Strong partnership working, in addition to securing a supply of teaching practice
placements, can support the organisational development of each partner. An
organisation which provides some adult literacy, numeracy or ESOL learning can
be attracted into a teacher education partnership. One benefit is access to a
potential supply of prospective new teachers, another is the impact on quality of
involving your staff in the process of training new teachers. In return, the teacher
education provider needs the opportunity to use some groups of learners as
training groups, or to find placements for some pairs of or individual trainees.

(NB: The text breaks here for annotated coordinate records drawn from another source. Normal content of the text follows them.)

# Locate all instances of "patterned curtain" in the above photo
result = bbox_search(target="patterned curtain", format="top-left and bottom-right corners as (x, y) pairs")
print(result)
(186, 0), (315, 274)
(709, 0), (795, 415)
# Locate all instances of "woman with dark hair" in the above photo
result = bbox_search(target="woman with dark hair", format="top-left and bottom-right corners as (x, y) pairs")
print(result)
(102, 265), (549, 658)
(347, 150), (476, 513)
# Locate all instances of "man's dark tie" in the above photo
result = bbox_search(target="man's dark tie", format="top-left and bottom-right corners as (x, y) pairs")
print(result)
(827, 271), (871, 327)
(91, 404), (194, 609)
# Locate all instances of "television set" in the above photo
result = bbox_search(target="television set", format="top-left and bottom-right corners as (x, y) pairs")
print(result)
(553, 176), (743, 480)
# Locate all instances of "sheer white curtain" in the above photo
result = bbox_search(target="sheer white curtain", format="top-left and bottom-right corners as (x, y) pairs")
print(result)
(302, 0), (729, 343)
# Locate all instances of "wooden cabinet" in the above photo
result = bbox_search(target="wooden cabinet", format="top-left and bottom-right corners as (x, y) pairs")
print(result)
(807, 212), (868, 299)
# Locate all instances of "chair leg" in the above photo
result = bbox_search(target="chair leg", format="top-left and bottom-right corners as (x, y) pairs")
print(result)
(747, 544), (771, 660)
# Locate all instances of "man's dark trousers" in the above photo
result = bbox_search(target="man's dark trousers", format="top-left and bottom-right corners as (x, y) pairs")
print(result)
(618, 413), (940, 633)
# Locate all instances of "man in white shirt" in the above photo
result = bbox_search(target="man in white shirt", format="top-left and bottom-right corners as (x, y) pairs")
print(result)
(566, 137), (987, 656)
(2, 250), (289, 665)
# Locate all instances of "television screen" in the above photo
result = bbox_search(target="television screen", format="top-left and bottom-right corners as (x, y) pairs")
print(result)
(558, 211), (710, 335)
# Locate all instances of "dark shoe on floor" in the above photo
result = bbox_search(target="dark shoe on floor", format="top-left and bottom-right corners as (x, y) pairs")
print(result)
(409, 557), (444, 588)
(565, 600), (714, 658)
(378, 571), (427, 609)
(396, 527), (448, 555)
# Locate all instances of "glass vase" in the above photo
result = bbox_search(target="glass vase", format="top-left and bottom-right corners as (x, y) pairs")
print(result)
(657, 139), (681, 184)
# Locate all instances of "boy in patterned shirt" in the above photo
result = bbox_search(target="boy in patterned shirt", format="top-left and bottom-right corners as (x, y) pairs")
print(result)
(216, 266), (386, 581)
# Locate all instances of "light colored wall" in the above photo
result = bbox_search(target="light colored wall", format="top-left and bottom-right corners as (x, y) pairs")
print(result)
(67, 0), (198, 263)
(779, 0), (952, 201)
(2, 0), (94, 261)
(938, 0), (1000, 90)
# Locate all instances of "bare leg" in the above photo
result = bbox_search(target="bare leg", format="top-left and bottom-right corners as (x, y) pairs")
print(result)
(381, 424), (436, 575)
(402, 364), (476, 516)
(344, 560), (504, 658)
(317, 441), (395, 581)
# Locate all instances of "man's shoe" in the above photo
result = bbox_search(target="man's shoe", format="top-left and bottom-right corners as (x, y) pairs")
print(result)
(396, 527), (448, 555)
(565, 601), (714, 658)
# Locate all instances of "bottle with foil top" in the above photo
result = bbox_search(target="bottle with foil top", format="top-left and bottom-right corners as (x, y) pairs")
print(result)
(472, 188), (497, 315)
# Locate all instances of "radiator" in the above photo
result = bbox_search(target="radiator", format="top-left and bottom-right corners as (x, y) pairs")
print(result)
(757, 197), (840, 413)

A learning provider offering teaching placement capacity to a teacher education
programme can benefit from the increase in reflective awareness of practice that
this involvement brings with it:
‘it sort of rubs off on all around, as reflection and discussion of practice
increases within a group of staff.'
Similarly, a teacher in a college, newly engaged in supporting trainees from an
externally-based teacher education programme, can also lead in-house staff
development sessions on formative feedback, for example, based on the new
experience of working with trainees and informed by the training received.
1 Recruitment and Training Opportunities for New Basic Skills Teachers - a project run by NIACE on behalf of the DfES from October
2003 to March 2005 with the aim of exploring ways to recruit new basic skills teachers.